Mycobacterium tuberculosis complex (MTBC), the main cause of TB in humans and animals, is an extreme example of genetic homogeneity, whereas it is still nevertheless separated into various lineages by numerous typing methods, which differ in phenotype, virulence, geographic distribution, and host preference. The large sequence polymorphism (LSP), incorporating region of difference (RD) and H37Rv-related deletion (RvD), is considered to be a powerful means of constructing phylogenetic relationships within MTBC. Although there have been many studies on LSP already, focusing on the distribution of RDs in MTBC and their impact on MTB phenotypes, a crumb of new lineages or sub-lineages have been excluded and RvDs have received less attention. We, therefore, sampled a dataset of 1,495 strains, containing 113 lineages from the laboratory collection, to screen for RDs and RvDs by structural variant detection and genome assembly, and examined the distribution of RvDs in MTBC, including RvD2, RvD5, and cobF region. Consistent with genealogical delineation by single nucleotide polymorphism (SNP), we identified 125 RDs and 5 RvDs at the species, lineage, or sub-lineage levels.
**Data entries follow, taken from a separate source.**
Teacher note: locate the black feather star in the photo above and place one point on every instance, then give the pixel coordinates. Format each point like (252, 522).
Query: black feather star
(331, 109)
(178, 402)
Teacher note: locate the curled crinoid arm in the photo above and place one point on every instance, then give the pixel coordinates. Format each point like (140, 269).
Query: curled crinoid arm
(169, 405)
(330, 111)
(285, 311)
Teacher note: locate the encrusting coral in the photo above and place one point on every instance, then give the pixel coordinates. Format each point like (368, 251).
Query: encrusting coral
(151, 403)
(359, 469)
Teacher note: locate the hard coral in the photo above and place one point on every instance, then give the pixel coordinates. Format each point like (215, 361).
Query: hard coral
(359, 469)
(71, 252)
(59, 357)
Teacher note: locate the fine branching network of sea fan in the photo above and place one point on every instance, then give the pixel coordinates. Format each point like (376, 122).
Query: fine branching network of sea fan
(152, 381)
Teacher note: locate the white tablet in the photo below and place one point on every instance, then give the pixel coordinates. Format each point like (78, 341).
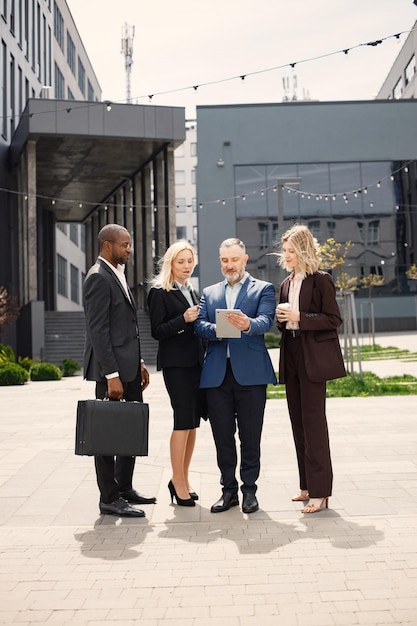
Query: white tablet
(224, 329)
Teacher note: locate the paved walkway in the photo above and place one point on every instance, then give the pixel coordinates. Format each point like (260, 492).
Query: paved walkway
(61, 563)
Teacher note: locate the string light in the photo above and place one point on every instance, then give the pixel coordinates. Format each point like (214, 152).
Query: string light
(302, 192)
(241, 77)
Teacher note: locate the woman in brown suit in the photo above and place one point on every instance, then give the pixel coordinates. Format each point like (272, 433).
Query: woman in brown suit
(310, 355)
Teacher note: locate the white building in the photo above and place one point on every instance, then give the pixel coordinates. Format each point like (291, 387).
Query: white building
(185, 185)
(42, 56)
(401, 79)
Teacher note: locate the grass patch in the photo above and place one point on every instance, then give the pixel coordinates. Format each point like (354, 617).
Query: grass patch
(376, 353)
(353, 386)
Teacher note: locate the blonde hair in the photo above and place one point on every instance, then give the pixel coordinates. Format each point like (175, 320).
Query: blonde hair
(306, 248)
(164, 279)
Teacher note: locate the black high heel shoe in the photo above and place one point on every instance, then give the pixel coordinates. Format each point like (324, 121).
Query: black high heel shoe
(180, 501)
The specificities of RDs and RvDs were further investigated in the remaining 10,218 strains, suggesting that most of them were highly specific to distinct phylogenetic groups, could be used as stable genetic markers in genotyping. More importantly, we identified 34 new lineage or evolutionary branch specific RDs and 2 RvDs, also demonstrated the distribution of known RDs and RvDs in MTBC. This study provides novel details about deletion events that have occurred in distinct phylogenetic groups and may help to understand the genealogical differentiation.